0

Hey :) i have a questions in regards to locking or mutex behavior.

Scenarios:

Lets assume the following scenarios:

  1. The pipeline is working with some local files. These files were placed by CI-CD jobs. After processing i'd like to remove the files. This would result in a race condition if the job takes longer than the schedule interval
  2. two pipelines are very resource heavy and therefore cannot be run in parallel.

possible solutions

  • Currently i would use some kind of Mutex or Lock either in a running service, where pipelines can register and are allowed to be executed or not.
  • duplicate the data to ensure that each workflow can cleanup and use their own data.
  • create a local lock file and ensure that the file will be removed if successful.
  • create a smaller schedule interval and check if lock exist. Exit cleanly if condition is not fulfilled.

I know that this might not be a normal use case for dagster, but i'd also like to use dagster for other workflows such as cleanup tasks and trigger of other pipelines.

Thanks

Thobial
  • 3
  • 1

3 Answers3

1

I'm not familiar with dagster, but a mechanism I've used successfully in other contexts is to exploit the fact that in Unix-like systems rename or mv is an atomic operation. For your first requirement of post run cleanup:

  1. New files are dropped into an input directory. A set of input files could be segregated in a directory of their own.

  2. When a pipeline process starts, its first operation is to select a file (or directory) from the input directory and mv it to a work directory owned by the pipeline instance. If no files are available in the input directory, the process shuts itself down gracefully.

  3. If the mv was successful, the process proceeds to do its thing on the file (directory) it just moved to its work directory. When it finishes, it cleans up after itself, possibly by doing a recursive delete on its work directory.

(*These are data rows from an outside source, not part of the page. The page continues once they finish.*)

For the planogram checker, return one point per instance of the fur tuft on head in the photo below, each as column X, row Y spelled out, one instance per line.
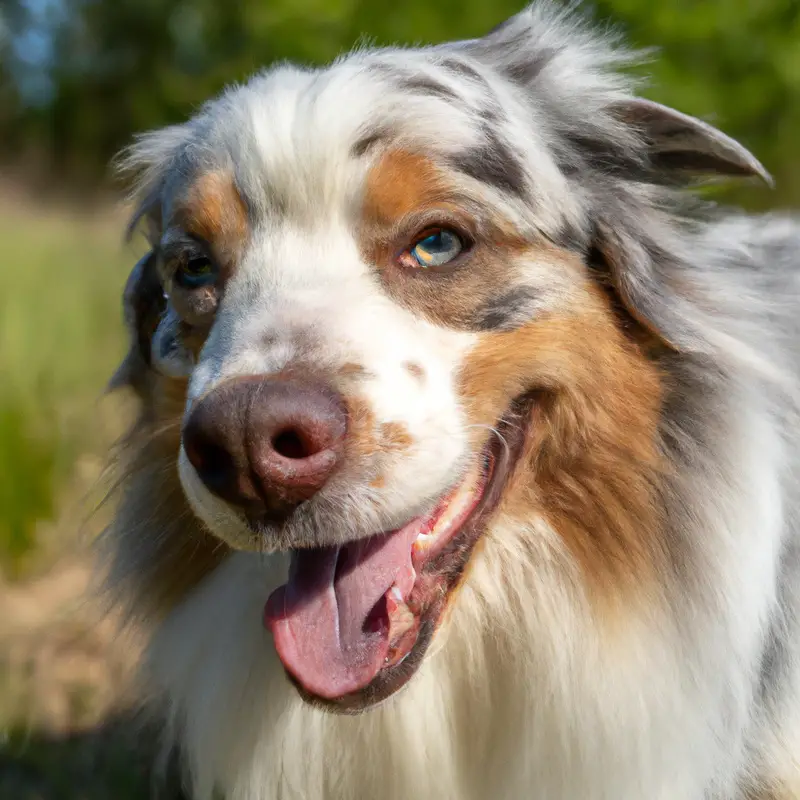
column 569, row 383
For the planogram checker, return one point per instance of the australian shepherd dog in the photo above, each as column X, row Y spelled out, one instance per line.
column 467, row 464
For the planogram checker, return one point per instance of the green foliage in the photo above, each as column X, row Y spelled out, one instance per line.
column 122, row 66
column 60, row 337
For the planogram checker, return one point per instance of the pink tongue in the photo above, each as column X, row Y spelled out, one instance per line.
column 329, row 621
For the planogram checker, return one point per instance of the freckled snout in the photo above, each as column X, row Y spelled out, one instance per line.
column 266, row 444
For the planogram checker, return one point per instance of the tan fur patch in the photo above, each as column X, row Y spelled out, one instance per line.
column 350, row 369
column 213, row 210
column 591, row 463
column 396, row 436
column 407, row 195
column 415, row 369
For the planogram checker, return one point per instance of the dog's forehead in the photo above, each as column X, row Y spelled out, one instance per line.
column 300, row 143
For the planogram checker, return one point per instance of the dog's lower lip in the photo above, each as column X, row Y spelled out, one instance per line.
column 409, row 610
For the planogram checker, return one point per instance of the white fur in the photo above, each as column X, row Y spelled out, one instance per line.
column 531, row 689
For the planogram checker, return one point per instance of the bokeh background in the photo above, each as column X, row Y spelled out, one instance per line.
column 77, row 79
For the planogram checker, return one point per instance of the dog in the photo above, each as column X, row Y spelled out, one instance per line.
column 467, row 463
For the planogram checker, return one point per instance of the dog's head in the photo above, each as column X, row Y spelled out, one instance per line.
column 392, row 299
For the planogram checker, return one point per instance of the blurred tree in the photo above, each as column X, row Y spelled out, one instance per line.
column 119, row 66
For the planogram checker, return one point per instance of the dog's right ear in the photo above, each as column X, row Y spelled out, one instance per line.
column 143, row 305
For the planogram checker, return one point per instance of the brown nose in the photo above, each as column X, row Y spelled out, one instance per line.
column 266, row 444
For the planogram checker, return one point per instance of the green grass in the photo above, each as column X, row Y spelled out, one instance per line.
column 61, row 276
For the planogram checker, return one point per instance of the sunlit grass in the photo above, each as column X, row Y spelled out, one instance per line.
column 61, row 276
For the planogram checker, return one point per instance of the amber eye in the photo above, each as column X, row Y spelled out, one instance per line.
column 435, row 249
column 195, row 272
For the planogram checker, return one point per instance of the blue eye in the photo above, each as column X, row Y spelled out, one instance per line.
column 196, row 272
column 436, row 249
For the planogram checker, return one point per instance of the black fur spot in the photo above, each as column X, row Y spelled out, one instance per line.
column 366, row 143
column 526, row 71
column 464, row 70
column 423, row 84
column 508, row 311
column 494, row 163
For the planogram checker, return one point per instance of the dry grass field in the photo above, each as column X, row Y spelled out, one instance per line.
column 66, row 731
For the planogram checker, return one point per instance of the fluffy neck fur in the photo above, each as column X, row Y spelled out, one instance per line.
column 527, row 691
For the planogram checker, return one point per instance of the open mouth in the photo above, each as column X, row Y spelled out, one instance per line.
column 353, row 622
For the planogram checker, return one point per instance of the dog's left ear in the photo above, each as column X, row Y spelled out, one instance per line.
column 638, row 248
column 676, row 142
column 143, row 303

  4. If the mv fails, it means that another process grabbed the new file out from under this one. The losing process shuts itself down gracefully.

For the second requirement of only running one pipeline process at a time you could use an exclusive create of a sentinel file and have the process fail and exit if it doesn't create the sentinel file successfully. In python 3, the code might look something like

try:
    open('sentinel', 'x').close()
except FileExistsError:
    exit("someone else already has sentinel")

do_stuff()

os.remove('sentinel')

Of course, if your process crashes somewhere in do_stuff(), you'll have to clean up the sentinel file by hand, or you could use an atexit handler to ensure that the sentinel is removed even in the case of a crash in do_stuff().

Tom Barron
  • 1,554
  • 18
  • 23
  • Indeed this would exactly be my first approach to handle these kind of problem. Thanks for sharing actual code. Again i just wanted to know if this kind of feature is allready implemented or if an alternative solution is already available within dagster (https://dagster.io/) – Thobial Nov 17 '20 at 17:35
1

Thanks for sharing your use case. I don't think Dagster currently supports these features natively. However the 0.10.0 release (a few months out) will include run-level queuing, allowing you place limits on concurrent pipeline runs. Currently it only supports a global limit on runs, but soon will support adding rules based on pipeline tags (e.g. pipelines tagged 'resource-heavy' could be limited to 3 concurrent runs). It seems like that might fit this use case?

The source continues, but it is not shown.